01 -
Prepare Slow Cooker Pulled Buffalo Chicken and measure out 3 cups. Freeze the remaining 2 cups for future use.
02 -
Preheat oven to 350°F (175°C).
03 -
In a medium saucepan, combine cream cheese, blue cheese dressing, crumbled blue cheese, Monterey Jack, Fontina, Gouda, and Frank's RedHot Sauce. Whisk over medium heat until melted and combined.
04 -
Remove cheese mixture from heat and stir in the pulled Buffalo chicken. Spread onto a baking sheet and chill in refrigerator.
05 -
Once cooled, divide the mixture into 16 equal portions using a rubber spatula.
06 -
Spray a 13×9-inch casserole dish with non-stick pan spray.
07 -
Roll out each biscuit into a 5-inch circle.

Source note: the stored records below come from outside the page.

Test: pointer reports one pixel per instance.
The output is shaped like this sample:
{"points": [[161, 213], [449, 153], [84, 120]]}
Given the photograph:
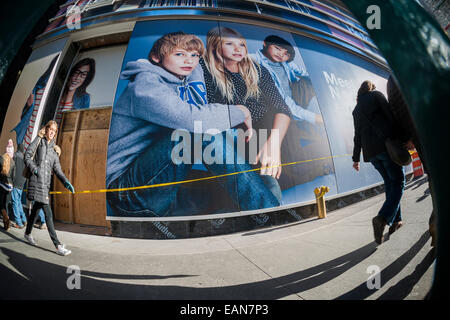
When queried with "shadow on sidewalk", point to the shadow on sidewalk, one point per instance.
{"points": [[404, 287], [38, 279]]}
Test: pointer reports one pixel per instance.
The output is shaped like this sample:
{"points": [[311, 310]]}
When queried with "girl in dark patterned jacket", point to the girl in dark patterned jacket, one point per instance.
{"points": [[6, 184], [45, 162]]}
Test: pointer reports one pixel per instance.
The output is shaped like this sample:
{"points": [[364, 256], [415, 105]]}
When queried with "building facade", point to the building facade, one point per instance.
{"points": [[146, 144]]}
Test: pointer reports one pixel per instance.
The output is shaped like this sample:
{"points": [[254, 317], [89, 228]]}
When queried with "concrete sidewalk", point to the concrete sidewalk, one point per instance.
{"points": [[330, 258]]}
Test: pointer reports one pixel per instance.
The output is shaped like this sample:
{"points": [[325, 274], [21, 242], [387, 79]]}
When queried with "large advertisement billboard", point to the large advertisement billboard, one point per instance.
{"points": [[179, 135]]}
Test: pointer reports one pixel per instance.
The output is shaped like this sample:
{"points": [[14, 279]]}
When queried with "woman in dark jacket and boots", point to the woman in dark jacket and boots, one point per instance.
{"points": [[373, 125], [6, 185], [45, 161]]}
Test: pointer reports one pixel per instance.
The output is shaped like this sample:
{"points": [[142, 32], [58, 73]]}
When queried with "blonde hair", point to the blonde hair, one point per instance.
{"points": [[6, 164], [175, 40], [215, 64]]}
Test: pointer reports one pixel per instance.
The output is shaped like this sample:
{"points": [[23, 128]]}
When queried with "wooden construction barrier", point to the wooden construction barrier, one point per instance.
{"points": [[83, 138]]}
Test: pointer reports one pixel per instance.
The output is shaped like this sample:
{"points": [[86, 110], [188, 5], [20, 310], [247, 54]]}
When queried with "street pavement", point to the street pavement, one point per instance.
{"points": [[313, 259]]}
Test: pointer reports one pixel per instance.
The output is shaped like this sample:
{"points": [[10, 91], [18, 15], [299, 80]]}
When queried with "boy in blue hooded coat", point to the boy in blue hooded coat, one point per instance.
{"points": [[164, 93]]}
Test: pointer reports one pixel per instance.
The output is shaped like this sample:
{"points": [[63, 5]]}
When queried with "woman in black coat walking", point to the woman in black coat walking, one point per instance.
{"points": [[373, 125], [7, 170], [45, 162]]}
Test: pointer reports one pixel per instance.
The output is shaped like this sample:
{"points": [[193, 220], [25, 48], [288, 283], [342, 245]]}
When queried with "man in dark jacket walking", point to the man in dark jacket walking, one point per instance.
{"points": [[373, 125], [19, 180], [45, 162]]}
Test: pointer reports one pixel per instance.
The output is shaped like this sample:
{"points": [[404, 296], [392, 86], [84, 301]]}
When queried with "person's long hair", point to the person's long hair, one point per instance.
{"points": [[215, 64], [81, 90], [6, 164], [365, 87]]}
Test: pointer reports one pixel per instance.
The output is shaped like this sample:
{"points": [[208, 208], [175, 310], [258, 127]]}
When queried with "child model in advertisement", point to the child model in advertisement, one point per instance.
{"points": [[164, 93], [277, 56]]}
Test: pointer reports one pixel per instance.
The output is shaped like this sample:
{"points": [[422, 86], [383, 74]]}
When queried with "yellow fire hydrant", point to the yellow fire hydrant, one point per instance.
{"points": [[320, 192]]}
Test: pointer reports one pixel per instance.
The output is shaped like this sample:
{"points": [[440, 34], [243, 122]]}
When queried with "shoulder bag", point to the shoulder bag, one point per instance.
{"points": [[27, 171]]}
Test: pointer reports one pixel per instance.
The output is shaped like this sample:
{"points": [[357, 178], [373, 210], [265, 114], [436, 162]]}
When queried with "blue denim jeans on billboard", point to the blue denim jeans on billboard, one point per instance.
{"points": [[394, 184], [16, 199], [155, 166]]}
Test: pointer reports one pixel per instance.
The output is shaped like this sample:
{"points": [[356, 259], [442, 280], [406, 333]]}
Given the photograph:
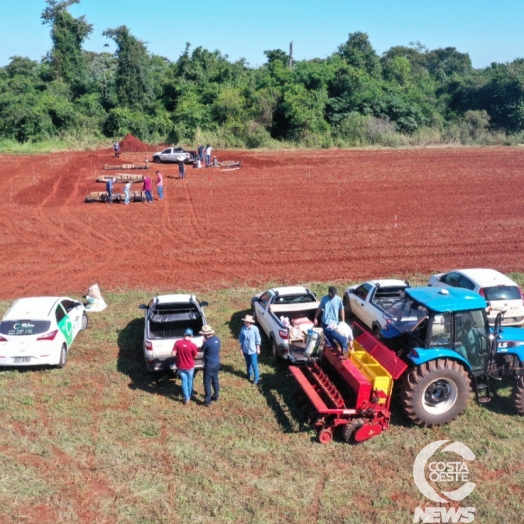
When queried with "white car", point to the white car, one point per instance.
{"points": [[369, 300], [39, 331], [501, 293]]}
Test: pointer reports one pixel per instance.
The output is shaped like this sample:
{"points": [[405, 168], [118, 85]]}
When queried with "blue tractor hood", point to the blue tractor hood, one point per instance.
{"points": [[446, 300]]}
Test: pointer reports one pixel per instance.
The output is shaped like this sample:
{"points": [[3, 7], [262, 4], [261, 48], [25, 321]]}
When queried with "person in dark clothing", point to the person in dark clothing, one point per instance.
{"points": [[109, 189], [181, 169], [211, 349]]}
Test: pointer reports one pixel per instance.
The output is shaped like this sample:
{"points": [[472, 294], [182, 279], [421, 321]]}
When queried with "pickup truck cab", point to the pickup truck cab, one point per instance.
{"points": [[166, 319], [278, 309], [368, 301], [173, 154]]}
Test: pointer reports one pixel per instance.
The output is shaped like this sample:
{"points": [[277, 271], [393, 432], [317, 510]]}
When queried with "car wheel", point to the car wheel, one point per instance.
{"points": [[63, 356], [274, 349]]}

Place one portion of filling in the center, fold and pinch edges to seal.
08 -
Place filled biscuits seam-side down in the prepared dish, arranging six in the center and five on each side.
09 -
Bake in preheated oven for 30-35 minutes or until tops are golden brown.
10 -
Remove from oven, brush with melted butter, and sprinkle with kosher salt.
11 -
Serve immediately with additional blue cheese dressing, crumbled blue cheese, and Frank's RedHot Sauce.